To Heat or Not to HeatApril 1, 2022
For many years, metal forming professionals have discussed hot stamping vs. cold, and where Tier suppliers should invest. Hot stamping requires high capital expenditure, including typically a high-tonnage (800 to 1200 tons) hydraulic press with 3 by 2-m bolster, a roller-hearth furnace more than 30 m long or a multi-chamber furnace, and associated automation equipment. These lines are energy-intensive with installed power capacities often exceeding 2 MW. Recently, even wider furnaces and higher-tonnage presses with larger bolster dimensions have become the norm, to accommodate large laser-welded parts such as door rings. Typical cycle times can range from 8 to 20 sec.—considered inefficient by some. However, with two- or four-out systems, productivity can approach that of a cold-stamping line.
On the other side of the spectrum, cold forming typically occurs in a progressive- or transfer-die press, servo or conventional mechanical drive. Progressive-die presses have tonnage ratings commonly in the range of 630 to 1250 tons at relatively high stroke rates.

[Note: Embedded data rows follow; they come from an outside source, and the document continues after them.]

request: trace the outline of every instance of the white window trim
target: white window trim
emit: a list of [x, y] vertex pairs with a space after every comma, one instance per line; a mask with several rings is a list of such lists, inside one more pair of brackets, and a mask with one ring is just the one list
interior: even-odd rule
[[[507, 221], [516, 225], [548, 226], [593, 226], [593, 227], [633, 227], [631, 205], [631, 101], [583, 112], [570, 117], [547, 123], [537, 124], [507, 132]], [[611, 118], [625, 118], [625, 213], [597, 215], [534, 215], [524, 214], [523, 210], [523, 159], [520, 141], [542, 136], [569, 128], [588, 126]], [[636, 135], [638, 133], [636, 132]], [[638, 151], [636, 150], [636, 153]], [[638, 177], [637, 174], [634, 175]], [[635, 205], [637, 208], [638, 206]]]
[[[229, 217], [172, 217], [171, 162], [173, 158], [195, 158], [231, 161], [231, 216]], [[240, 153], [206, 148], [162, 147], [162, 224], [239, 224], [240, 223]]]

Transfer presses, typically ranging from 800 to 2500 tons, operate at relatively lower stroke rates. Power requirements can vary between 75 kW (630 tons) to 350 kW (2500 tons). Recently, we’ve seen European companies installing transfer presses of 3000 tons or higher capacity. Steels for cold forming can range from the softest interstitial-free grades with ultimate tensile strength (UTS) as low as 250 MPa, to 3rd Gen advanced high-strength steels (AHSS) with 1500-MPa UTS.
In early 2000s, the only available steel for hot stamping was Type 22MnB5, commonly referred to as PHS 1500. Initially, the grade was nominated with a minimum 1000-MPa yield strength (YS) and a minimum 1500-MPa UTS, although many OEMs now classify this material with a minimum YS of 950 MPa and UTS of 1300 or 1350 MPa.
PHS Unrivaled, Until Cold-Formable Giga-Pascal Steels
When the 7th-generation Honda Civic rolled out in 2001, it was the first Honda to contain DP590 AHSS in its body-in-white. In 2005, the Honda Odyssey featured a rollformed martensitic rear bumper beam with a UTS of 1300 MPa. In 2007, several Honda and Acura models started using TRIP780 and DP980 steels. That same year Honda began using hot-stamped steel. During the mid-2000s to early 2010s, many OEMs sought alternative cold-formable grades at relatively high strength to replace hot-stamped components.